The late professor William “Bill” Klein — known as Klein to both his admirers and detractors in the student body — was ancient even back in 2014-15, when I had him for his famed Anglo-Saxon class and then for a special project. His modern memory was failing, but the ancient memory was in full bloom. Even that is not quite just to him; though he might forget your name in class, he would recall essays of yours from weeks and months prior, referencing them in his reviews of your latest assignment like an earnest fan, as if he filed them alongside Chaucer, Dickinson and Bede in his bald head.
Klein cared deeply for his students, a subtlety lost on those who knew him only for his reputation as an easy grader. Klein did not come to Kenyon to crack skulls; the phenomenon of grade inflation — though he contributed to it — perhaps amused him as a side effect of something else, rather than a disease. His manner of teaching, discussion-driven to the point of maddening silences, suggested that gene (recessive in academia) of wanting to teach more than be published. He loved the Hill and seemed to believe he’d arrived, something few feel with conviction.

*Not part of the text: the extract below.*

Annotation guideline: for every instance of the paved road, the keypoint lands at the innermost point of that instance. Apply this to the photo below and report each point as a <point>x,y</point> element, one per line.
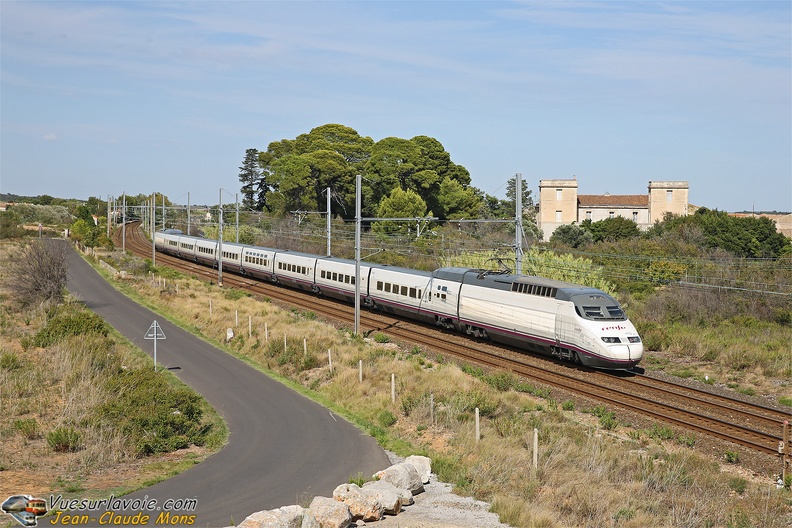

As such, Klein was always in his creaky-carpeted, papers-laden hidey-hole of an office in Sunset like a hermit, sometimes even on weekends. In this humble office, he offered me a great deal of advice, unexpectedly bawdy stories or reverent allusions to John Crowe Ransom, a man Klein venerated like a saint.
One frequent reference was to one of Ransom’s essays, “Why Critics Don’t Go Mad,” a piece which I think comforted Klein in the Kenyon atmosphere of quasi-literary mysticism, much like his beloved Amish furniture. Klein shared this essay with me during a period of my life when a great deal was going wrong at Kenyon and he was one of few privy to it. He made a photocopy for me and pointed out on the still-warm paper:
“It is apparent that I think of the critic as a good man; a man of integrity pursuing an uncertain career … [Parents] need not fear to entrust the good young men their sons to him at the university … they will be made acquainted among other things with the soul of modern man, and that is something which is in store for them anyhow, one time or the other.”
“That’s what this is all about,” Klein said, dismissing my troubles with authority. “You’ve found the modern man and all that. But,” he said, folding the papers to the title page, “You will not go mad.”
Looking back, I realized there was something else Ransom was right about: The critic in this case, Klein, was undoubtedly a good man. I did find out a great deal about the soul of the modern at Kenyon — and if they have a scrap of the human warmth that Bill Klein did, then collectively, we shall be all right. We will not go mad.
But we shall miss him sorely all the same.
M. T. Eley ’15 was an English major with a concentration in the integrated program for humane studies (IPHS). He lives in Roanoke, Va.